Resolusi pertama dan kedua cukup rasional dan normal, ia dapat mengusahakannya, walau pastinya bakalan tertatih-tatih menggapainya, tapi santai, ia punya telepon pintar berikut kawan saleh dan handal di mana ia dapat menemukan kiat sukses bangun pagi dan cara keren anti memalukan dalam upaya menggaet hati seseorang. Singkat kata, ada 1001 variasi yang bisa ia coba, tapi bagaimana dengan ketiga? Itu sulit, jauh lebih sulit dari melatih keledai untuk tidak terperosok ke dalam lobang yang sama.
Perihal yang terakhir, Thomas 300-Hari-Menganggur mengingat tulisan Ajid FM yang sudah jauh-jauh hari nangkring di situs ARENA. Ajid menulisnya lima tahun silam, 10 Desember 2019, dalam “Ramai-Ramai Mengabaikan Pemilwa”. Sudah jauh-jauh hari ia khatam membacanya dan ada satu hari di mana tulisannya terngiang, yakni saat Pemilwa berlangsung.
“Saya merasa risih melihat perilaku peserta Pemilwa, partai politik mahasiswa. Keberadaannya hanya menjelang pemilihan, dan setelah itu hilang entah kemana. Lantas muncul lagi tahun depan. Begitu seterusnya sampai kiamat kurang dua hari,” kata mahasiswa sipil tersebut.
Tiap itu mendengung di kepala, Thomas 300-Hari-Menganggur selalu sigap menjawab dalam hatinya: Iya bung, saya pun merasa begitu, lalu menambah, dan hari ini masih seperti itu, bung, asal kau tahu saja. Partai satu, partai dua, partai tiga, partai empat hanyalah “partai-partaian” yang tidak pernah peduli dengan masalah mahasiswa, tidak pernah peduli dengan politik dan demokrasi, tidak pernah peduli dengan kampus, dan hanya peduli pada berahi kekuasaannya belaka.
Thomas merasa akrab dengan perkataan Ajid tersebut, bukan karena ia pernah bertemu secara langsung, tidak, ia tidak sezaman—tapi lebih-lebih karena sudah empat kali pagelaran ia menyaksikan apa yang dikata Ajid “seolah-olah demokrasi” ini, masih saja “seolah-olah demokrasi,” tidak pernah ada kemajuan barang se-upil pun, bahkan menjadi “hampir demokrasi” atau “dikit lagi banget demokrasi” misalnya, pun tidak bisa.
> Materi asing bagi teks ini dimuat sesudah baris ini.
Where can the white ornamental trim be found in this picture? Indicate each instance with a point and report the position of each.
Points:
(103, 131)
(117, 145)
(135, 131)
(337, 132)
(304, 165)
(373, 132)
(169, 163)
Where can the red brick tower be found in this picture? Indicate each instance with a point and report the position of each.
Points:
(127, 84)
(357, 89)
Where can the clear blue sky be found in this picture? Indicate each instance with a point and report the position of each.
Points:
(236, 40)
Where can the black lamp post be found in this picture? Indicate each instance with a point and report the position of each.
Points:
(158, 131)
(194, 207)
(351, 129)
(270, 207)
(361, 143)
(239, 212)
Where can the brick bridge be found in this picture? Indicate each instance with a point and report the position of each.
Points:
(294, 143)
Angan-Angan Kosong Soal Kotak Kosong
Dalam kancah nasional, aspirasi untuk hadirnya kotak kosong dalam hal ini sewaktu terjadinya calon tunggal sudah ada sejak dasawarsa silam. Maraknya calon tunggal dan demi mencegah hadirnya “boneka” adalah yang melatari terciptanya putusan ini. Lewat Putusan Mahkamah Konstitusi Nomor 100/PUU-XIII/2015 kemudian UU Pilkada Nomor 10 tahun 2016, calon tunggal dapat untuk tetap melangkah ke pemilihan kepala daerah, dan kotak kosong maju sebagai lawannya.
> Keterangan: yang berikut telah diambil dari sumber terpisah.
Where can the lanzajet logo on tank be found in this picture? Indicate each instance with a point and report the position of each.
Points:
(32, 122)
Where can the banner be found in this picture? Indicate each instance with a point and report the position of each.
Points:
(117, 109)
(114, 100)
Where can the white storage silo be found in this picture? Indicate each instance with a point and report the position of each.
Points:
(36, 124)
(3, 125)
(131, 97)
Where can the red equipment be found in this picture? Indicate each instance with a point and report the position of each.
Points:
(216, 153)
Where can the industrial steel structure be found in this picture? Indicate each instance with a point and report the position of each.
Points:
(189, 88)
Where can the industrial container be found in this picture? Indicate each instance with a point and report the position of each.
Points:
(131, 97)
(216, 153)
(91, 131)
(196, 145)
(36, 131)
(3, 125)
Dari situ masyarakat diperbolehkan untuk memilih atau tidak si calon. Jika yang menang adalah kotak kosong, maka pejabat sementaralah yang dipilih untuk mengisi kursi kepemimpin.
Lebih jauh, di Kolombia, aspirasi untuk menghadirkan kotak kosong dalam pemilu diakomodasi. Di sana, bila dalam pemilihan presiden kotak kosong yang menang, maka pemilu diulang, dan partai politik wajib mengganti capres-wapres dengan orang lain karena mengingat, pemilu adalah pesta rakyat dan suara rakyat adalah suara Tuhan, sebabnya jika yang menang adalah kotak kosong itu artinya si calon tidak dapat memuaskan keinginan rakyat.
Sesederhana itu konsep kotak kosong.
Namun, di Pemilwa—yang dalam UU Pemilwa ini asasnya adalah diselenggarakan secara demokratis dan transparan, jujur dan adil, dan seterusnya, dan seterusnya—hak ini kerap dianggap sebagai tindakan sia-sia, atau lebih buruk, saya duga (semoga salah) tidak pernah ada di benak kopong mereka untuk menghadirkan kotak kosong.
Bagi Thomas, kotak kosong bukan celetukan orang iseng yang ujug-ujug datang dalam seratus tahun sekali, tetapi sebuah pernyataan simbolis, sebuah bukti bahwa Thomas telah muak dengan kondisi politik kampus yang stagnan. Bolehlah itu dibilang sebagai gerakan tidak peduli. Namun, bagi Thomas, kotak kosong adalah bentuk kepedulian paling ekstrim.
Ini lebih dari sekadar aksi diam, jeritan tanpa suara yang jauh lebih nyaring ketimbang visi-misi hambar dalam poster dan dalam kampanye. Sebab, kemenangan kotak kosong akan menyatakan satu hal dengan tegas: bahwa Pemilwa sudah kehilangan kepercayaan, dan para mahasiswa enggan lagi menjadi sapi perah dalam apa yang disebut sebagai “seolah-olah demokrasi” ini.
Thomas membayangkan betapa ironisnya ketika calon tunggal kalah melawan kotak kosong. Itu akan menjadi tamparan keras bagi partai politik mahasiswa dan calon tunggal yang selama ini hanya muncul saat Pemilwa dengan kegiatan yang melulu gitu-gitu saja: pendidikan politik, menyampaikan visi-misi, koar-koar soal kecurangan, kemudian lenyap ketika pesta usai dam senyap setelah semua terjadi. Seolah tidak terjadi apa-apa. Seolah seremonial belaka dan mereka hadir sesuai pesanan zaman.
Namun, Thomas juga sadar bahwa angan-angan ini hanyalah angan-angan. Harapan, sebagaimana harapan yang ia pernah idamkan, akan selalu berakhir di altar kekecewaan. Di kampus (katanya) putih ini, demokrasi sudah lama kehilangan pemaknaannya. Pemilwa tak ubah hanya rutinitas untuk menggugurkan kewajiban agenda tahunan.
Thomas 300-Hari-Menganggur ingin sedikit revisi ihwal tiga keinginan dalam hidupnya. Pada yang pertama ditambah dan menjadi “ingin dapat bangun pagi dan bisa hibernasi sekurang-kurangnya selama satu bulan semenjak Pemilwa dimulai.” Karena satu hal yang pasti, di dalam tidurnya Thomas selalu punya mimpi, sedang di Pemilwa, harapan untuk bermimpi pun tidak ada.
*Penulis sering memilih jalan salah dan kemudian menyesal, kecuali memilih untuk tidak memilih di Pemilwa.